PLATONISM 1: You have two cows. You look for two other cows to milk.
PLATONISM 2: You have a reflection of two perfect cows. Their milk tastes like water. You look for two real cows to milk.
POLITICAL CORRECTNESSISM: You are associated with (the concept of "ownership" is a symbol of the phallocentric, warmongering, intolerant past) two differently aged (but no less valuable to society) bovines of nonspecified gender.
PROTECTIONISM: You have two cows. You can't buy a bull from another country.
REALISATIONALISM: You have two cows. They are for their calves, their milk was never meant for human consumption!
REDISTRIBUTIONISM: You have two cows. Everyone should have the same amount of cow. The government takes both cows, cuts them up, and spends more than the cows are worth giving everyone a little piece of cow.
SOCIAL-DEMOCRATISM: You have two cows. You sell both to the rich. The government then taxes the rich one cow and gives it to the poor.
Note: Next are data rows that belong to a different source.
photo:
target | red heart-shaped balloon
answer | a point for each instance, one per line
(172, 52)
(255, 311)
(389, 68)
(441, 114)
SOCIAL-DEMOCRATISM: You have two cows. You give away one cow and get the government to give you a new cow. Then you give them both away.
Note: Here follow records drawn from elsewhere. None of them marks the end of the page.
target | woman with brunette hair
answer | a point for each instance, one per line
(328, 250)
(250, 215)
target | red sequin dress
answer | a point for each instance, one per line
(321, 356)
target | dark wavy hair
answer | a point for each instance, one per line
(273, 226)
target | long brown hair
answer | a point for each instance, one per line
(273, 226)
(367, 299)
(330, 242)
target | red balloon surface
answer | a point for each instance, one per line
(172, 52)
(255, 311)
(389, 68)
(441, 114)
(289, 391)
SOCIALISM: You have two cows. The government takes one of
them and gives it to your neighbor.
SOCIALISM, BUREAUCRATIC: You have two cows. The government takes them
and puts them in a barn with everyone else's cows. They are cared
for by ex-chicken farmers. You have to take care of the chickens
the government took from the chicken farmers. The government gives
you as much milk and eggs as the regulations say you should need.
SOCIALISM, PURE: You have two cows. The government takes them and puts them in a barn with everyone else's cows. You have to take care of all the cows. The government gives you as much milk as you need.
SOCIALISM, COOPERATIVE: You have two cows. The government takes one and gives it to your neighbor. You form a cooperative to tell him how to manage his.
SOCIALISM, FRENCH: You have two cows. You go on strike because you want three cows.
SOCRATIC METHODISM: How many cows do I have? Why?
SURREALISM 1: You have two giraffes. The government requires you to take harmonica lessons.
SURREALISM 2: You have two aardvarks. The government paints one green and requires you to take harmonica lessons.
TALIBANISM 1: You have two cows. At first, the government makes them wear burkas, but later shoots them because "they are Hindu religious symbols."
TALIBANISM 2: Nobody has anything. The government shoots you in the soccer stadium.
TALIBANISM 3: You have all the cows in Afghanistan, which is two. You don't milk them because you cannot touch any creature's private parts. At night when no one is looking, you milk both of them. Then you kill them and claim a US bomb blew them up while they were in the hospital.
TOTATITARIANISM: You have two cows. The government takes them and denies they ever existed. Milk is banned.
THEOCRACY IDEALIZED: You have two cows. You get all the milk. You love God, He loves you.
THEOCRACY REALITY: You have two cows. The priest takes all your milk to offer it to God and drinks it.
UNITED NATIONISM: You have two cows. France vetoes you from milking them. The United States and Britain veto the cows from milking you. New Zealand abstains.
UTOPIANISM: You have two cows. Mother Nature zaps the cows, turning their udders into eternal milk-shake dispensers.